I mentioned that while this season has not been short of big ideas, they have not always been effectively used: one of Chuck's enduring issues is its eagerness to hit the reset button on any major developments and refusal to escalate the consequences of its actions to any worthwhile extent. That's not always a bad thing if an idea becomes more trouble than it is worth (Morgan becoming the Intersect, for example) but it can be frustrating when trying to engage with a season arc if every seemingly important step is taken back an episode later.

Budgetary restrictions might have made it difficult to show Chuck and his friends being constantly on the move, but having them camp out at Orion's hut for a few episodes at least, while trying to work out who is after them and what their gameplay is, would have given more heft to the notion that not only are these characters now operating outside the CIA, but on their bad side as well. On that same point, Casey's escapades in gaol now look to be over: that premise might have been more restrictive, but the question remains as to why it was introduced in the first place, other than to allow a cliffhanger ending.

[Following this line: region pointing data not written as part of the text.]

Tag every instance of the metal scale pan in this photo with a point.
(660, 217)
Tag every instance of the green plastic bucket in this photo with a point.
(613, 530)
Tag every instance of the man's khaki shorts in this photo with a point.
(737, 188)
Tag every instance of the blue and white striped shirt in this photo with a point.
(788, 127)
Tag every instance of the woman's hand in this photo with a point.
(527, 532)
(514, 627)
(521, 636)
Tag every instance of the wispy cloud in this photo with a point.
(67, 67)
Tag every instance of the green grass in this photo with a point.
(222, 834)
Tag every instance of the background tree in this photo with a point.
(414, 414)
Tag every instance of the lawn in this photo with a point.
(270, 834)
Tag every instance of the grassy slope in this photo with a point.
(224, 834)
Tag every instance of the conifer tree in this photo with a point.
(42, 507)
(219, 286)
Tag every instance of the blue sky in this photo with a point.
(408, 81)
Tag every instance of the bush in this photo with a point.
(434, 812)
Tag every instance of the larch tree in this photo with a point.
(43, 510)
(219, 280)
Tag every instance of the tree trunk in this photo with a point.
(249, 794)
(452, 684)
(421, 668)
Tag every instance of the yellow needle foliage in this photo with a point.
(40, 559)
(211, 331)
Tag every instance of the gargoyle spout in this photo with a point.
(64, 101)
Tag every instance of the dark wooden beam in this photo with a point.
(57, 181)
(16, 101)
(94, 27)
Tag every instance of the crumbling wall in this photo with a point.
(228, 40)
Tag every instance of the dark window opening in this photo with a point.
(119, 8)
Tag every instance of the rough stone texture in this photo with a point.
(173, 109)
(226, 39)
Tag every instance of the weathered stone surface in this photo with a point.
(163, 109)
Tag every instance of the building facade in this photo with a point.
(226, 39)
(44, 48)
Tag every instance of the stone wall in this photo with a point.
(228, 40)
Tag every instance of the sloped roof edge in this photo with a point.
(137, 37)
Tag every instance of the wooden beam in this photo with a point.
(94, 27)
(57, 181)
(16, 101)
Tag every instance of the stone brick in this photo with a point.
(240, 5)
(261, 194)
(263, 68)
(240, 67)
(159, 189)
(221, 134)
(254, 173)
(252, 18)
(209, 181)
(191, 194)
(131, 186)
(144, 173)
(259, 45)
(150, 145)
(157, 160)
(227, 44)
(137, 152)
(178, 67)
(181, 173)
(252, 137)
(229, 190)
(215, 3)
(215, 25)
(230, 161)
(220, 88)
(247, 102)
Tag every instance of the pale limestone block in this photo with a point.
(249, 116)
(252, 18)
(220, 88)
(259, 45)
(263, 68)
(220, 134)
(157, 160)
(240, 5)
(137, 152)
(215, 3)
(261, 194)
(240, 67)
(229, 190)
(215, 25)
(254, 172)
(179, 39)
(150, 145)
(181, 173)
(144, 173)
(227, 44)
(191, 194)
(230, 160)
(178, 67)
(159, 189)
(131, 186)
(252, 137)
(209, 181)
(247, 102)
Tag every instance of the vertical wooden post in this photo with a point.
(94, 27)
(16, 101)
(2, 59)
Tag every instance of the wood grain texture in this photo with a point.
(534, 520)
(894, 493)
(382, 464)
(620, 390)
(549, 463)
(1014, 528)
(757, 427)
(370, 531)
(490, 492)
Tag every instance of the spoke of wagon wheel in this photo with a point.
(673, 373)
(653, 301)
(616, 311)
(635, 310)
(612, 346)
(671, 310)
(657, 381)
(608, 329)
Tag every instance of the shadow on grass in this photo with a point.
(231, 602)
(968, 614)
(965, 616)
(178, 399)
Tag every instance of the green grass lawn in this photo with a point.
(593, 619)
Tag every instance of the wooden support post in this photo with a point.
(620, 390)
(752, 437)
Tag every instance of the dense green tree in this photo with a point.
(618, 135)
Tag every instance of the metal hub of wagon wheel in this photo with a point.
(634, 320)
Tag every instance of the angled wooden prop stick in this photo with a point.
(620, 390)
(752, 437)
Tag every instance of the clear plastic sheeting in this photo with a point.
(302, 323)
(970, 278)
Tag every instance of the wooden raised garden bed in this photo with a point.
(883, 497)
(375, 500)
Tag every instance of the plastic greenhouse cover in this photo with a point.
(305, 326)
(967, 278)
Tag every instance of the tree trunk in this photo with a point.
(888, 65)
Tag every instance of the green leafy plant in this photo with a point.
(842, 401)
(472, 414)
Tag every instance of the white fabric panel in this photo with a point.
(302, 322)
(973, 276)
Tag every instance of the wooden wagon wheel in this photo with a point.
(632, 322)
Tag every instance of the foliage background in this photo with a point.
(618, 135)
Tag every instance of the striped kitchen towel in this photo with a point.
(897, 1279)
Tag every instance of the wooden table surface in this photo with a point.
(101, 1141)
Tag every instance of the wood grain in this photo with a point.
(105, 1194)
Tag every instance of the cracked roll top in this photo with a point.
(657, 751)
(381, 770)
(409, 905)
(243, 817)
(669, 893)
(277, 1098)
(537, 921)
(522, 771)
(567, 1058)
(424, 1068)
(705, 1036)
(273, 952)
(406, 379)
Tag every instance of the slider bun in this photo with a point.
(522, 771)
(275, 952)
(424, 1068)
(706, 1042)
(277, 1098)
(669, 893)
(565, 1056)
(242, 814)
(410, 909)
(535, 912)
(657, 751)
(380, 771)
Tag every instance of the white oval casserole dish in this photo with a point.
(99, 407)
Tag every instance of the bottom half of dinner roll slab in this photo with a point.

This episode might have been more satisfying had it been the last piece in an ongoing subplot about the authorities trying to get Chuck and co. under lock and key, finally drawing them out by threatening Chuck's family. Instead, other than as a fun outing for A+E, it was a pretty flimsy one-off that had was resolved with a push of the all-encompassing reset button. Chuck's apparent betrayal of Sarah, for one thing, should have had longer lasting effects than a kiss-and-make-up: it might have thrown Chuck back to his most irrationally neurotic, and arguments with Sarah are never as engaging as seeing them work together, but as a single episode conflict, it felt needless (as did Chuck's constant referencing of 'The Bartowski Curse', a term invented and ended here). The cliffhanger, with the Omen virus spreading throughout the world, provided a neat ending, but was severely diminished by fears its consequences (which should be gargantuan) will be dismissed within one or two episodes.

A good example of how keeping a story running can add gravity to even an otherwise insubstantial story came through the Morgan and Alex reconciliation. Nothing between them has been particularly surprising or well-developed, but Josh Gomez and Mekenna Melvin are sweet enough together and their romance has been an ongoing thing. Morgan's quest to retrieve Chuck's P.A.N.T.S. (Private Artefacts Never To Share - excellent acronym work) box with Alex's help didn't add anything to the episode's main plot, but because it is believable that these are two characters whom the programme has been willing to invest in as a long-term match, seeing them work together and get over their differences - and deploy a lot of enjoyably childish jokes - was more satisfying than any of the drama which the episode chose as its main focus.

Next week's Christmas episode is supposedly much stronger and while I won't be around to write about it, hopefully the return of the villain with the closest personal ties to Chuck and Sarah will give it the dramatic strength that this episode lacked. Until next year, Merry Christmas and New Year, readers and Chuck fans!